Friday, August 3, 2012

Preserving A Wild Spirit in Kansas

            After reading last week’s article “Pheasants Forever uneasy about contest,” I am relieved that an organization dedicated to conservation of our resources has stepped forward to share its doubts about retiring House Speaker Jennison’s plans for promoting hunting in our state.
            When the first white men arrived, our plains teemed with varied wildlife.  Through careless hunting and no consideration for future generations, our ancestors hunted game such as the buffalo to the brink of extinction. 
            Since that time, Kansans have concerned themselves with providing quality outdoor resources for the general population.  Through visionary planning and careful management, our wildlife resources have recovered from exhaustive over hunting. 
While some Kansans may not enjoy hunting, fishing, camping or other outdoor activities, it is critical that opportunities for these activities remain available to the general population at a reasonable cost.

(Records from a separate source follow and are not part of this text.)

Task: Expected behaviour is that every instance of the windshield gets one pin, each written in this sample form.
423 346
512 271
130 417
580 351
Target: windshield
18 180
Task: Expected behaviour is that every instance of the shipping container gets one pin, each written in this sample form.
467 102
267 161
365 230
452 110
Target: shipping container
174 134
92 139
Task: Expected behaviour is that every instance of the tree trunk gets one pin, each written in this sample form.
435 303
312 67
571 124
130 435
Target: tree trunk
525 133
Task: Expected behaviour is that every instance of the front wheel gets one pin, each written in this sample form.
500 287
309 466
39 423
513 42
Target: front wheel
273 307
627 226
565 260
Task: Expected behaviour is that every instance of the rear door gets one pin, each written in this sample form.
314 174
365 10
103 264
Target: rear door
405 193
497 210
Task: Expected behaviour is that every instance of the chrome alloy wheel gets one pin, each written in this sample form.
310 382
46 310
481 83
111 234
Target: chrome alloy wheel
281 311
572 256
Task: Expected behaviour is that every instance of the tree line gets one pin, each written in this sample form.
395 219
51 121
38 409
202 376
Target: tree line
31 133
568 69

            Thoreau best explained why these opportunities are necessary, saying, “In wildness is the salvation of the world.”  At one time Kansas stood at the edge of the wilderness with all the hopes and possibilities a wilderness offers.  Vestiges of that wildness still exist in those places where pheasant, quail, deer, turkey, geese, ducks, and other creatures make their homes.  In habitat that supports these wild beasts, we find the geography of hope Wallace Stegner writes about in his “Wilderness Letter.”

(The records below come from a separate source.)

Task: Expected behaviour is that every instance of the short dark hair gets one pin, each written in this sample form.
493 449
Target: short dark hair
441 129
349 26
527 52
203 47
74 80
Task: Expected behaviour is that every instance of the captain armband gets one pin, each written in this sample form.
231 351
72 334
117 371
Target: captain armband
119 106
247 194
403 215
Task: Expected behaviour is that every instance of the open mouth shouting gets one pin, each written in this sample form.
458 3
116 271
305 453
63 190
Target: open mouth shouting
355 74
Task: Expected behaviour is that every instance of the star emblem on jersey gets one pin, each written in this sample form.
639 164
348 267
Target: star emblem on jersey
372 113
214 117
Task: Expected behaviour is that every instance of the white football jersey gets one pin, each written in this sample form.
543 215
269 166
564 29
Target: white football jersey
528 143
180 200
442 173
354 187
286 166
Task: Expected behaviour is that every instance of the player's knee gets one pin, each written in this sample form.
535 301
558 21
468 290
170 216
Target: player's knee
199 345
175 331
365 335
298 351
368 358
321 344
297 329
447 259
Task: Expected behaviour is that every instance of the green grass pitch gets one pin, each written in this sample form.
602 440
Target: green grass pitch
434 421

            What is this hope he writes about?  In his collection of essays titled the Sound of Mountain Water, “he argues that an intangible, spiritual ‘resource’ exists in the wilderness, a force that helped form the national character.” 
`           In his “Wilderness Letter,” a part of this essay collection, Stegner quotes Sherwood Anderson, “… Mystery whispered in the grass, played in the branches of trees overhead, was caught up and blown across the American line in clouds of dust at evening on the prairies . . . I am old enough to remember tales that strengthen my belief in a deep semi-religious influence that was formerly at work among our people.  The flavor of it hangs over the best of Mark Twain . . . I can remember old fellows in my home town speaking freely of an evening spent on the big empty plains.  It had taken the shrillness out of them.  They had learned the trick of quiet  . . .”

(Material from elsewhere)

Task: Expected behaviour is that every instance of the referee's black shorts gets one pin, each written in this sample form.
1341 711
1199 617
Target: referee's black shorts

           In the out of doors I, too, have found this same quiet that took the shrillness out of Anderson’s old men.  I know many outdoors people who share this feeling.  I hate to see our state indulge one more bureaucrat who sees the out-of-doors only as a marketing device to increase state revenues. 
          The real resource is not potential income.  It is not in turning over motel rooms one more time as someone tries to find the specially tagged pheasant that insures one hunter of a grand prize.  Our resource is maintaining and developing this “wildness” that calms our spirit, develops our character, and gives hope to future generations.
           As a way of providing Kansas outdoors people with quality outdoor experiences, our state Wildlife and Parks Department works hard to promote Walk in Hunting Access.  This focus meets multiple needs.  Farmers and ranchers realize income when they sign up with this program.  Hunters, in state and out of state, realize easy access to more land and quality habitat. Businesses sell products and services to the plethora of hunters utilizing these publicly funded wildlife areas.
          If, as Pheasants Forever spokesperson Barth Crouch indicated, the state funneled more money into the Walk in Hunting Access, more landowners and hunters benefit.  If more hunting is available, businesses benefit. 
         It makes me curious when I see a man who represents Kansans working so hard to create sleight of hand tricks that make it look like we are meeting the needs of more hunters. It seems to me that Jennison’s plan puts a giant foot in the door to establish fee hunting in our state.  He may not see it this way, but the possibility strengthens anytime we change the focus from meeting the needs of many to meeting the needs of a few who can afford outfitters and leases. 
        Outdoor activities such as hunting create their own reward.  Simply getting into the field to see creatures and plants in a natural setting is plenty of reinforcement for most of us.  We do not need to be lured with hopes of winning guns and vehicles to convince us that we want to spend one more night in a Kansas motel. 
        Forget promising prizes to hunters.  If we want to meet the needs of hunters, land owners, outdoors people, and business people, let us support organizations that work to create more wildlife habitat.  Let us make certain we leave a piece of wilderness to calm the spirits of our descendants.          Let us guarantee there is a geography of hope in our outdoors where our present and future generations can find that wildness, that place where we learn the trick of quiet that takes the shrillness out of our lives.
        Thank goodness for organizations that advocate equitable land use by many citizens.  If we want to look out for the present and the future, we need to speak up now to say loudly and clearly that we want all outdoors people to have increased, not limited, opportunity to stand at the edge of wildness.